According to dual recent surveys, most Americans who are nearing retirement age are not adequately ready for their future. In fact, says one of the reports, most do not even have a practical concept of what their retirement will cost. Consequently, the custom of leaving an inheritance for your sons or daughters is vanishing.

Fewer parents intend to leave a legacy

Allianz, a provider of life insurance, noted that most baby boomers -- those born roughly between 1946 and 1964 -- had better not hope for a fat inheritance as their retirement approaches. Times being what they are, only 14 percent of boomers' parents feel they can afford to leave their kids an inheritance.

According to "Someday All This Will Be Yours" author Hendrik Hartog:

"Culturally, the idea of a legacy has disappeared for all but the very wealthy."

Helping parents out now

Instead, many elderly parents are using every cent they accumulate to live the remainder of their own lives. Often, it even becomes up to their kids to give them help.

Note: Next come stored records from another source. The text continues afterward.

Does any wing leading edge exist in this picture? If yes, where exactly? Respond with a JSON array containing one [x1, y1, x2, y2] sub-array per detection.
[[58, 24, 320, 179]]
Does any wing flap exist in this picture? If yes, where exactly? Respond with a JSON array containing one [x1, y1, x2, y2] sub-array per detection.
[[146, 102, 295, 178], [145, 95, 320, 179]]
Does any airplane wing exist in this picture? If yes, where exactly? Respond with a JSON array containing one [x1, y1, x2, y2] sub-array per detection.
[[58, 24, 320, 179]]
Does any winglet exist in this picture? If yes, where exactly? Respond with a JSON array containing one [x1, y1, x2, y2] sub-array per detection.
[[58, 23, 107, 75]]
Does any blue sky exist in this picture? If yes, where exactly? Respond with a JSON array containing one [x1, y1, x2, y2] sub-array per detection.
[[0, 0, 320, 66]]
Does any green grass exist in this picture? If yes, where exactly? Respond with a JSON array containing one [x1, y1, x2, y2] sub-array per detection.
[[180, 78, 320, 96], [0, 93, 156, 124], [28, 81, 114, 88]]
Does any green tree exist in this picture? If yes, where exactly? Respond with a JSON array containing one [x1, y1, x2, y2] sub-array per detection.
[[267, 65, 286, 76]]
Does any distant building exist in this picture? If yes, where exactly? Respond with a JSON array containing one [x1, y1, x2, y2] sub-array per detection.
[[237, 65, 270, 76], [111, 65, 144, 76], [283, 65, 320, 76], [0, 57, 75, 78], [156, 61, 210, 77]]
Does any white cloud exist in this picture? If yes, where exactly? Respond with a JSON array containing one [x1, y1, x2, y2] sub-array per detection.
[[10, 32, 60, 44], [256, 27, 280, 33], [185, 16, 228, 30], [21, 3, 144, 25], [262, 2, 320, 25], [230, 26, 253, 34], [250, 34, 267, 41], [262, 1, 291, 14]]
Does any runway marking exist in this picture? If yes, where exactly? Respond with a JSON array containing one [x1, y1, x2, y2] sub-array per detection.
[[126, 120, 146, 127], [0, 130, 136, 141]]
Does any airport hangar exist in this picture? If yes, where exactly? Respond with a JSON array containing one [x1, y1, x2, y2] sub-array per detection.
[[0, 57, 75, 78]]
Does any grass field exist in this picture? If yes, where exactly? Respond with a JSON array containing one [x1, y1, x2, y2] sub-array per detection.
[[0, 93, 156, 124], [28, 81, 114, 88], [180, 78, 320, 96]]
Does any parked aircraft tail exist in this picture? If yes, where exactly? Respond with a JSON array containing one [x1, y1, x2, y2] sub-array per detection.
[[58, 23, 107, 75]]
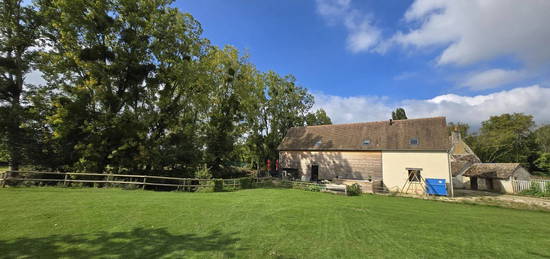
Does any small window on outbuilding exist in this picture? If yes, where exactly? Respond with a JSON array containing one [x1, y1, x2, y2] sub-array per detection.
[[407, 169, 422, 182]]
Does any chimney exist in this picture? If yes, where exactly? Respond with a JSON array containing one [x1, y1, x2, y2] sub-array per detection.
[[451, 126, 462, 144]]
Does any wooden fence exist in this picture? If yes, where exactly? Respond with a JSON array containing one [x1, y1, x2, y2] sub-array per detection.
[[512, 180, 550, 193], [0, 171, 271, 191]]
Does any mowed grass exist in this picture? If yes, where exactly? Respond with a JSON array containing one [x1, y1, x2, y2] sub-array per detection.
[[0, 188, 550, 258]]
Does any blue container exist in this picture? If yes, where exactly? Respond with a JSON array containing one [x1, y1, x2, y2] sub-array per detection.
[[426, 178, 447, 196]]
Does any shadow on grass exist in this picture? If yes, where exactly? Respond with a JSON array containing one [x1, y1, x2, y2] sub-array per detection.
[[0, 228, 243, 258]]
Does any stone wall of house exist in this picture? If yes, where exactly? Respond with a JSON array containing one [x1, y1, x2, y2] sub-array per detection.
[[279, 151, 382, 181]]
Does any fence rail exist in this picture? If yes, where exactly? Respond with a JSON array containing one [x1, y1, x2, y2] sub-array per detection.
[[512, 179, 550, 193], [0, 171, 271, 190]]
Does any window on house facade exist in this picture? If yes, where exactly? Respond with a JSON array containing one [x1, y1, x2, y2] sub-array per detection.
[[407, 169, 422, 182]]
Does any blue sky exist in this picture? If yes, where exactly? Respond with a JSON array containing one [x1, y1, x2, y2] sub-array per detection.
[[181, 0, 449, 99], [178, 0, 550, 129]]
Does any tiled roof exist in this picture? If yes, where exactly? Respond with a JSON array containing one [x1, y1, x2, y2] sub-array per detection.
[[278, 117, 450, 151]]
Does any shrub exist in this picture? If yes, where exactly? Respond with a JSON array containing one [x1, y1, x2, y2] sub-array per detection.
[[346, 183, 362, 196], [239, 177, 254, 189], [195, 164, 212, 179], [306, 184, 321, 192], [196, 180, 214, 192], [214, 179, 223, 192], [521, 182, 544, 197]]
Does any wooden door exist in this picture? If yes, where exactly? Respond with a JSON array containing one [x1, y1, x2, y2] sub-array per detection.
[[310, 165, 319, 182], [470, 177, 477, 190]]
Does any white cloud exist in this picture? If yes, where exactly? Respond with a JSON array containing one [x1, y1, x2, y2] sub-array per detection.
[[315, 85, 550, 129], [394, 0, 550, 65], [461, 69, 527, 90], [25, 70, 46, 85], [317, 0, 381, 53]]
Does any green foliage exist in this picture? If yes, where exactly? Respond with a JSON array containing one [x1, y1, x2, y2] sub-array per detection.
[[239, 177, 254, 189], [447, 122, 470, 138], [0, 0, 40, 170], [391, 108, 407, 120], [466, 113, 537, 168], [306, 109, 332, 126], [214, 179, 224, 192], [535, 125, 550, 153], [521, 182, 550, 197], [535, 153, 550, 172], [346, 183, 363, 196], [195, 164, 212, 179], [306, 184, 322, 192]]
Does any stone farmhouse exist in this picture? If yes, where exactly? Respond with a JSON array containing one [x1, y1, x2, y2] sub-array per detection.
[[278, 117, 452, 193]]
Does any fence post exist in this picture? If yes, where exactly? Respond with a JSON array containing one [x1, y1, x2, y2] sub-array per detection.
[[2, 172, 8, 188]]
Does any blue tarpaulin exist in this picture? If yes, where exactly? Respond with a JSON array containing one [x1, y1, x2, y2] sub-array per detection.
[[426, 178, 447, 196]]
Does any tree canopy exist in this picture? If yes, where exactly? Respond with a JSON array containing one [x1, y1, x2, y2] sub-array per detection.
[[0, 0, 331, 177], [391, 108, 407, 120]]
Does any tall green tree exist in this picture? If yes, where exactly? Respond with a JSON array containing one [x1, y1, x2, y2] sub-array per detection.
[[535, 125, 550, 153], [197, 46, 259, 177], [39, 0, 203, 175], [0, 0, 40, 170], [247, 71, 314, 171], [391, 108, 407, 120]]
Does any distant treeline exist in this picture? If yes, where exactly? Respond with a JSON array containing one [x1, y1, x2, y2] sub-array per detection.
[[448, 113, 550, 175], [0, 0, 331, 177]]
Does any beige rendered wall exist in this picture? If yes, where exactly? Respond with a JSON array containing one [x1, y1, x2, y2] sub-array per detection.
[[382, 151, 451, 192], [279, 151, 382, 181]]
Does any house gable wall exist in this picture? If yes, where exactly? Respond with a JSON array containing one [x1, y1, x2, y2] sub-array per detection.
[[382, 151, 451, 194]]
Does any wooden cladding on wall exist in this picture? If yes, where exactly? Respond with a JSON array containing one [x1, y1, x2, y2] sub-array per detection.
[[279, 151, 382, 180]]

Kay Kramer of KLB Financial said:

"There's no question that 10 years ago people were expecting greater inheritances than they are now. With very few exceptions, people don't want to count on anything. And we've got some people who are actively helping parents out because they don't have enough."

Rising med costs

As the average lifespan lengthens and the cost of medical care increases, the price of retirement is likewise escalating. In addition, the value of homes and other assets has taken massive hits in the tough economy. According to the Star Tribune, the average American's net worth today is only $77,000. That is about the same as it was 20 years ago.

Underestimating expense of retirement

Those from 55 to 65 did not even know how much cash they should be saving for retirement, according to an Allianz study.

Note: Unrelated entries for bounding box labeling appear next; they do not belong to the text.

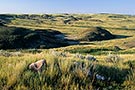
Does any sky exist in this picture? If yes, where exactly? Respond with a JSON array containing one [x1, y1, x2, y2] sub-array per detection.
[[0, 0, 135, 15]]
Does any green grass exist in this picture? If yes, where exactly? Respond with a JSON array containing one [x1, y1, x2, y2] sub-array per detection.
[[0, 14, 135, 90]]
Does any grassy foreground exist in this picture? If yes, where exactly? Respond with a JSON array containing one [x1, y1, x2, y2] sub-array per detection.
[[0, 50, 135, 90], [0, 14, 135, 90]]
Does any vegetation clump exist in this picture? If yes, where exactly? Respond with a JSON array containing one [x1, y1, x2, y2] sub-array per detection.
[[0, 26, 68, 49], [79, 27, 114, 41]]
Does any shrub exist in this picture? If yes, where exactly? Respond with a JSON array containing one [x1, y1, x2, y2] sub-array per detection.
[[79, 27, 114, 41]]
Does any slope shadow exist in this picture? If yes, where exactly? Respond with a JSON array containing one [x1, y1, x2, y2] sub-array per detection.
[[114, 35, 132, 39], [0, 26, 79, 49]]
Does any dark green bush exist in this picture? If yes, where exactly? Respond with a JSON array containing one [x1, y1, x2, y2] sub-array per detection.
[[0, 26, 68, 49], [79, 27, 114, 41]]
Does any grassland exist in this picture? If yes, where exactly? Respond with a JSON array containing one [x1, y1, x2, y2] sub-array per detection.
[[0, 14, 135, 90]]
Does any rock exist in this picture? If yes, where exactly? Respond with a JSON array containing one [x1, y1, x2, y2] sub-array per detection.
[[29, 59, 47, 72]]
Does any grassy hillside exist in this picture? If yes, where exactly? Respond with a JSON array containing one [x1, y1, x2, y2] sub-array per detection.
[[0, 14, 135, 90]]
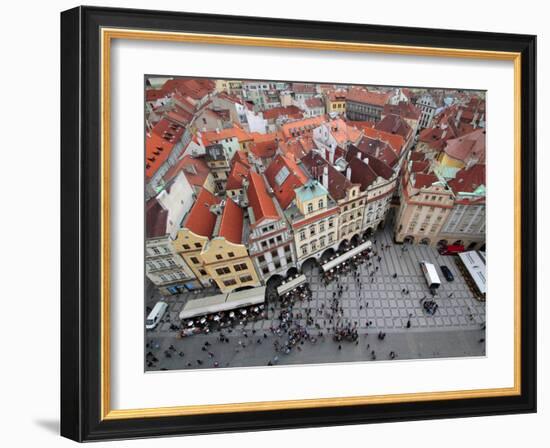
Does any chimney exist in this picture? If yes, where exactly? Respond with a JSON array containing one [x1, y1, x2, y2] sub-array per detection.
[[323, 166, 328, 190]]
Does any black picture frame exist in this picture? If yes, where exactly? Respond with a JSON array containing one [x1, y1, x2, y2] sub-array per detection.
[[61, 7, 537, 441]]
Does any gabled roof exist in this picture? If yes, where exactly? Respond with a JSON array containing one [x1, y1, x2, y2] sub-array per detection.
[[305, 97, 325, 109], [225, 161, 250, 190], [218, 198, 244, 244], [448, 163, 485, 193], [444, 128, 485, 163], [265, 154, 308, 210], [247, 171, 279, 227], [374, 114, 412, 141], [412, 173, 439, 188], [348, 157, 378, 191], [262, 106, 304, 120], [182, 188, 220, 238], [164, 155, 210, 187], [346, 87, 392, 107], [302, 151, 353, 200], [383, 101, 420, 120], [145, 134, 175, 179], [202, 124, 252, 143], [145, 198, 168, 238]]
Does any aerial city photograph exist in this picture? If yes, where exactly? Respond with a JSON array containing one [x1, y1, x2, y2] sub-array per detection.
[[143, 75, 487, 371]]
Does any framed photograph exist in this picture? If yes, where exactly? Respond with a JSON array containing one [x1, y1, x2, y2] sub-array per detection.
[[61, 7, 536, 441]]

Walter White is the President and CEO of Allianz Life. He said:

"It's alarming that so many boomers on the cusp of retirement are still unclear about the basic factors which determine their ability to fund their lifestyle once they stop working."

Most have also not properly factored inflation and taxes into their projected retirement needs, says Allianz. According to its report, only 10 percent of those surveyed identified inflation as a concern in preparing for retirement. Likewise, only 16 percent mentioned taxes in estimating future needs.

Begin early

Allianz concluded that starting early is crucial in preparing for retirement. Almost half of those surveyed -- 43 percent -- said they will not concern themselves with accruing retirement savings until they are five years away from closing the door on their careers. Another a 16 percent said they will wait until one year or less away from retirement to start.